I don't know where to start with all that is wrong with turning the simplest and most forthright human expression of need into a noun.
My first thought was the biblical words of Jesus' exhortation to his disciples, "You have not because you ask not," which I guess the "have nots" have adopted as the sum total of what it means to follow Jesus: ask for stuff.
To ask is to pray, to entreat the favor or help of another. It implies a bit of humility and perhaps even a relationship. Turning ask into a noun just seems to me a false ploy to remove oneself from the humility of supplicant into a mere applicant. I'm just thinking out loud here, but that pretty much sums up the entirety of what is wrong with mandated charity: it turns humble supplication into entitled application.

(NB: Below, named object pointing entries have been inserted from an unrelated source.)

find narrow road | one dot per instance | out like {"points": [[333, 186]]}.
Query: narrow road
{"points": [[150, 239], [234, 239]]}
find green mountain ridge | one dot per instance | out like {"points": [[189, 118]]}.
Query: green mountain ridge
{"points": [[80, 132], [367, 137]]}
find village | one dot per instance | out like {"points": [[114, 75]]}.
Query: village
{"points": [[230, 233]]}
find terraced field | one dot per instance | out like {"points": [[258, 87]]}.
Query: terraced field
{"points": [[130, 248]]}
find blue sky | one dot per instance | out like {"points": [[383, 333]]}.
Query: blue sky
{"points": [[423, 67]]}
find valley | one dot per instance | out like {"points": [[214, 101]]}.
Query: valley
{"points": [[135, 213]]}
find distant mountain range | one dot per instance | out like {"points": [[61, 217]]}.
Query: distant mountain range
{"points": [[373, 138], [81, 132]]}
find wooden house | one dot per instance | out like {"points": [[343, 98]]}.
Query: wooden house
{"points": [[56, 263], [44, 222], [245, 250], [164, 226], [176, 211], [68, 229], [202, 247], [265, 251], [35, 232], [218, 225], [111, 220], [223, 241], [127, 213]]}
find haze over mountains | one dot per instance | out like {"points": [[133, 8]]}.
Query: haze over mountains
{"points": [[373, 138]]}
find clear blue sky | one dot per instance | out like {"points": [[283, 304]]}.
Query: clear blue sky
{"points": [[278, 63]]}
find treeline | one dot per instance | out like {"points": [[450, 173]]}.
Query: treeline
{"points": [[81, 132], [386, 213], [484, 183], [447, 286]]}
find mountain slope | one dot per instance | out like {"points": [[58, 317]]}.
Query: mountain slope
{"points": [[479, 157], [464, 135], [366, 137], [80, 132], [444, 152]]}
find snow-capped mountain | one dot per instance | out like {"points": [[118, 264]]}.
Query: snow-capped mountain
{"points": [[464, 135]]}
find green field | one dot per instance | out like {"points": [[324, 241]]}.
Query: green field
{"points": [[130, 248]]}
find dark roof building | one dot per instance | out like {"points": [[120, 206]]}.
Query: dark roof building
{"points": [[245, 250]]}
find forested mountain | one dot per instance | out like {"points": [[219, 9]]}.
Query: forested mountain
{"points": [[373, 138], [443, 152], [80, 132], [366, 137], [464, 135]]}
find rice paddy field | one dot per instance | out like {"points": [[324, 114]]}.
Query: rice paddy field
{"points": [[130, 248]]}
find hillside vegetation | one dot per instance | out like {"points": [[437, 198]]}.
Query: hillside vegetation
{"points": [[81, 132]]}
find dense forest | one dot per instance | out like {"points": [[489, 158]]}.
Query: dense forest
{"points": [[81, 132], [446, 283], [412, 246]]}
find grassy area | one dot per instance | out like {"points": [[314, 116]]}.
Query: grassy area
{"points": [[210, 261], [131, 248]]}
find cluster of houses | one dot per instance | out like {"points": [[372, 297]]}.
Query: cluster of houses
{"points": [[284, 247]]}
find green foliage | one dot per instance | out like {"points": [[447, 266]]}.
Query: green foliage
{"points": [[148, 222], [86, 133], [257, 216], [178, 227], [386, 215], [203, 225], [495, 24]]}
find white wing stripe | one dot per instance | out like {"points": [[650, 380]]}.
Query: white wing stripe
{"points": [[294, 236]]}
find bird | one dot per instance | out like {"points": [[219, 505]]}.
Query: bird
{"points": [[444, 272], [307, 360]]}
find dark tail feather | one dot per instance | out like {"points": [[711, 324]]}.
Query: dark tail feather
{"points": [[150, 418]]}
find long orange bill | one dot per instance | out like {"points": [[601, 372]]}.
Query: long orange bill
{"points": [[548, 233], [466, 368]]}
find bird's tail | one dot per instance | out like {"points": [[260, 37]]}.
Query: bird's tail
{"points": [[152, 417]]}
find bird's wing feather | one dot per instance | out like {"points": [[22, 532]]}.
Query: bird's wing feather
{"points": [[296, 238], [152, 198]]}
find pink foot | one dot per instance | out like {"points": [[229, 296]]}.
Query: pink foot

If you've ever worked in a good charity organization, you know the mindset is to lift up the supplicant and not humiliate them in their need. That's all well and good, but it's all part of the soft landing that eventually undermines its own intention.
Being in need sucks, folks. It sucks big time. Asking for help is painful, needing help is humiliating and receiving it is humbling. Why do people need to be shielded from that most intrinsic part of life? As though we've arrived on this earth, alone and of our own doing, never to be demeaned by needing the personal care of or accountability to another?
The State of Obama envisions a world of equality that cheats humanity of the things that make it humane. It's a gray and administrative office of oversight that seeks to control, not console; to mandate but never measure; to disburse, but never impart.
My plea, prayer, and supplication? Life. Liberty. The Pursuit of Happiness.
Ask anyone. They'll tell you the same.